Colorectal cancer can be prevented by detecting polyps before they develop into cancer and removing them by endoscopy. Even if they develop into cancer, they can still be cured if detected early and treated promptly.

Early stage colorectal cancer often has no symptoms or vague symptoms that can be easily confused with other diseases. To detect it early, you must proactively go for screening even if you do not have symptoms.

Three methods are commonly used to screen for colorectal cancer:

Fecal occult blood test

This is an inexpensive, simple test with a sensitivity of 70-80% in detecting cancerous tumors.This is recommended annually to detect early signs of disease. It is a simple test that looks for hidden blood in the stool that is not visible to the naked eye. Each person is given a finger-sized test tube along with instructions on how to collect a stool sample at home. The stool sample is then sent to a laboratory for analysis.

This test is used to determine whether or not there is hidden blood in the stool, but it cannot immediately confirm whether there is cancer or not. Because there are many causes of blood in the stool such as gastrointestinal ulcers, hemorrhoids, colon polyps and colorectal cancer.

For positive test results, the patient will be notified to see a doctor for further diagnostic steps to determine the cause of the bleeding. If the bleeding is due to polyps and colorectal cancer, the patient will be instructed to receive timely treatment to prevent the development of the disease.

Colonoscopy

This is the most accurate method, but the implementation is quite complicated. The patient must have a bowel movement and fast because the endoscopy can cause pain, so pre-anesthesia is often required. If polyps are detected during colonoscopy, the doctor will remove the polyps during the examination.

Virtual colonoscopy

The patient must undergo a bowel cleansing and a multi-slice CT scan, after which the computer reconstructs the colon lumen. Virtual colonoscopy can detect most polyps in the colon lumen. After virtual colonoscopy detects polyps, a (real) colonoscopy must be performed to remove the polyps.

Based on the research results, the doctor makes a recommendation on choosing a screening method, starting age, and repeat interval for people at risk of colorectal cancer.

Colonoscopy helps detect and treat cancerous polyps early. Photo:MT

Screening recommendations by age and risk group

- Medium risk group:

Asymptomatic people over 40-50 years old or family history of cancer not in first-degree relatives (parents, siblings): annual fecal occult blood test, colonoscopy every 10 years, virtual colonoscopy every 5 years.

- High risk group:

Have one first-degree relative with colon cancer before age 45 or 2 first-degree relatives with cancer: colonoscopy every 3 years, starting 10 years before the youngest relative had cancer or from age 40 onwards.

Have a first-degree relative with cancer after age 45: colonoscopy every 3 years, starting 10 years before the age of the youngest relative with cancer or from age 50.

Personal history of colorectal polyps: colonoscopy one year after polypectomy if polyps are high risk.

Personal history of colorectal cancer: colonoscopy one year after surgery.

Personal history of ovarian cancer, endometrial cancer: colonoscopy one year after surgery.

- Very high risk group:

Family history of colon polyps: sigmoidoscopy, testing, and genetic counseling annually, starting at age 12-14.

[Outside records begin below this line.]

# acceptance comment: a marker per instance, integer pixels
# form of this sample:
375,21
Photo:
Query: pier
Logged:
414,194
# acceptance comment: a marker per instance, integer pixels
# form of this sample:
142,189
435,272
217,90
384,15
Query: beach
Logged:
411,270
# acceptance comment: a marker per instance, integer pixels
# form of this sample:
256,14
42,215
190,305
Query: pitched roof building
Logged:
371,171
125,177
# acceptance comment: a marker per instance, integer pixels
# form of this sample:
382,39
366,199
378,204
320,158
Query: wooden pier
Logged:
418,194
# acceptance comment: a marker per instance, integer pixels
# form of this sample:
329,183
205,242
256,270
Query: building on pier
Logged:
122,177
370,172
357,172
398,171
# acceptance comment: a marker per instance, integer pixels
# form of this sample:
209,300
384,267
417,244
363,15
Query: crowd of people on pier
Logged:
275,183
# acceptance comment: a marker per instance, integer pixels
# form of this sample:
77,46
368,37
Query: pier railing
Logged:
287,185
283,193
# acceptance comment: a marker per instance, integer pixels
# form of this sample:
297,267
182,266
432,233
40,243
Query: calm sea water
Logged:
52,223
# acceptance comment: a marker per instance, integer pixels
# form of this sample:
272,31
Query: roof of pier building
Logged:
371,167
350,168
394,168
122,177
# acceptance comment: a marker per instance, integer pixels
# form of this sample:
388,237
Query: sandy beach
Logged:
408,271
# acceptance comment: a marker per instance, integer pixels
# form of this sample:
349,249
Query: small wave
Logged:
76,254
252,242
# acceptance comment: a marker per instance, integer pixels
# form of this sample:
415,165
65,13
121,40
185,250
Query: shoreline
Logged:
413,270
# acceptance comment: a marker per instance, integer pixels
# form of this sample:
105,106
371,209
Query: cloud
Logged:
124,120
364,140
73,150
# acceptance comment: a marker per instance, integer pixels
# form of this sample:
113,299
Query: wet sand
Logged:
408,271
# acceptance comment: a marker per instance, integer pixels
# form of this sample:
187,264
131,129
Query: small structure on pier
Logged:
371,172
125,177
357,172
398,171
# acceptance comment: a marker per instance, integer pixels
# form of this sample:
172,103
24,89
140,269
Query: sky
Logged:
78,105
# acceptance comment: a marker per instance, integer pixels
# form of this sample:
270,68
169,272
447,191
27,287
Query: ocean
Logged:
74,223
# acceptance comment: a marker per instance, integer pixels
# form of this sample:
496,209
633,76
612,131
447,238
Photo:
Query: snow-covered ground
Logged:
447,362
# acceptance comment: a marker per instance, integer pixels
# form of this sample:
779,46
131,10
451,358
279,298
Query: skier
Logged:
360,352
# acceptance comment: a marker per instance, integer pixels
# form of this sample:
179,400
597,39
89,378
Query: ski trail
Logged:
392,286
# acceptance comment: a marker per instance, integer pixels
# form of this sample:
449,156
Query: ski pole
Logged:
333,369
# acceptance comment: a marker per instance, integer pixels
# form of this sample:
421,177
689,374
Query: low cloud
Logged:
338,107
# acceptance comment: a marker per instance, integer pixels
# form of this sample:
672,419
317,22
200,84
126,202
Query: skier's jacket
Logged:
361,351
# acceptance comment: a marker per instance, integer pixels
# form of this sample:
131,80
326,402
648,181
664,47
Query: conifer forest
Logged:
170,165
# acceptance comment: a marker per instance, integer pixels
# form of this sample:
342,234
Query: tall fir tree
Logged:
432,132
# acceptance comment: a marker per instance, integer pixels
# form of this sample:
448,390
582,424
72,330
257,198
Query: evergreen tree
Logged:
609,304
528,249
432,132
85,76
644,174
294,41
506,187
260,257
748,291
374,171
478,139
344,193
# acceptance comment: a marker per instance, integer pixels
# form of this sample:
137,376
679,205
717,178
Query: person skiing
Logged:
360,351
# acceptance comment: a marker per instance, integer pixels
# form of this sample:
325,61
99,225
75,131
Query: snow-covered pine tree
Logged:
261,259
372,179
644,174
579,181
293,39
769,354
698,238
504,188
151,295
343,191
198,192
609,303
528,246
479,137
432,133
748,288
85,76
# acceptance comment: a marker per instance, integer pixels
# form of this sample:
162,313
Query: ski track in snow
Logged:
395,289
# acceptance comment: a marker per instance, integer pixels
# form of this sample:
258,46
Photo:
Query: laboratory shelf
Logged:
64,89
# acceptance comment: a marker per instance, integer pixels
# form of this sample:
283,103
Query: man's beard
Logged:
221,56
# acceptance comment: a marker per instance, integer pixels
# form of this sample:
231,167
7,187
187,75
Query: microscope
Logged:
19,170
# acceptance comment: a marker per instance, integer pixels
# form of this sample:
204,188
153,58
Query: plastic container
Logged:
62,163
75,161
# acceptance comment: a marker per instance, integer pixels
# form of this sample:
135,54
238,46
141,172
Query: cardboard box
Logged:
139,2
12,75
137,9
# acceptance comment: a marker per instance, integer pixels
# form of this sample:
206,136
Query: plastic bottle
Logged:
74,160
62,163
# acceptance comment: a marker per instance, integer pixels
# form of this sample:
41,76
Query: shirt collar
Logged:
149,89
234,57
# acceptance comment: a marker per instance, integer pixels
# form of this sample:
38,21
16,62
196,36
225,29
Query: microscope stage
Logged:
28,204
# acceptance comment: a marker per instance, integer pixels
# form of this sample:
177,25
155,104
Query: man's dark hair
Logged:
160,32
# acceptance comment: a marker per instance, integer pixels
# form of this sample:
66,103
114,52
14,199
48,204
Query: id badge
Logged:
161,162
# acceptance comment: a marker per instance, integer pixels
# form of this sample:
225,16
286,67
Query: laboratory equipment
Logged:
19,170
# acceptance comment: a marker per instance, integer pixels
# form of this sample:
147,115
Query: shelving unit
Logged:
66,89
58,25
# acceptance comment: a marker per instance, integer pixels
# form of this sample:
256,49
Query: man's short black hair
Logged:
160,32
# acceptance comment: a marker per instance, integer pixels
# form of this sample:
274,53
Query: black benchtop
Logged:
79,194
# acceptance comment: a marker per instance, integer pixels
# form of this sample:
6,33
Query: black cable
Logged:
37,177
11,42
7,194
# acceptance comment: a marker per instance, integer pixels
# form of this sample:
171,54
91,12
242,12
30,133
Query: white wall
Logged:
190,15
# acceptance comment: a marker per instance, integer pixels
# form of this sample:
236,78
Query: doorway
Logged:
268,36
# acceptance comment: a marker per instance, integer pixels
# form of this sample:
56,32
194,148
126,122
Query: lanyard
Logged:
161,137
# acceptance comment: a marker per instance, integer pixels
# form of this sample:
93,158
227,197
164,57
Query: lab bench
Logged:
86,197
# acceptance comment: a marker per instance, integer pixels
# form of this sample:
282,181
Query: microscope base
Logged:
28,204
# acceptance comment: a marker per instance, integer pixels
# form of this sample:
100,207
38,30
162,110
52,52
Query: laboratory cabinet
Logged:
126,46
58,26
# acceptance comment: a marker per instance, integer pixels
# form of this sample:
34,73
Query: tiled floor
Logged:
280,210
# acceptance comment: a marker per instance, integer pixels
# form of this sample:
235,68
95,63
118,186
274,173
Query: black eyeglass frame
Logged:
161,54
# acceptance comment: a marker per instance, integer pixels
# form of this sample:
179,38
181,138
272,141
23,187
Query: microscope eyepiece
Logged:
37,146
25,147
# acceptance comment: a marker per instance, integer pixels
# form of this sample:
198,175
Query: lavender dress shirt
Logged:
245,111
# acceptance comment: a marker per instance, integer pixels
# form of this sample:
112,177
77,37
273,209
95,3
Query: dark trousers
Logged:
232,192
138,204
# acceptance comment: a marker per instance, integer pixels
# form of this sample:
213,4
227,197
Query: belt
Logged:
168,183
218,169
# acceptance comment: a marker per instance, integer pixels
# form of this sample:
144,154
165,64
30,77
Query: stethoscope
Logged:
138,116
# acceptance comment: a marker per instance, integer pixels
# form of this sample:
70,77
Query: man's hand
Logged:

Family history of nonpolyposis colon cancer: colonoscopy, testing, and genetic counseling starting 10 years before the age of the youngest relative with cancer, performed periodically every 2 years.

People with idiopathic ulcerative colitis should have a colonoscopy every 2 years, starting 15 years after diagnosis.

It should be noted that for colonoscopy results to be valid for up to 10 years as recommended, the colonoscopy must be performed very carefully, the colon must be washed clean of stool, and observed very carefully so as not to miss small polyps.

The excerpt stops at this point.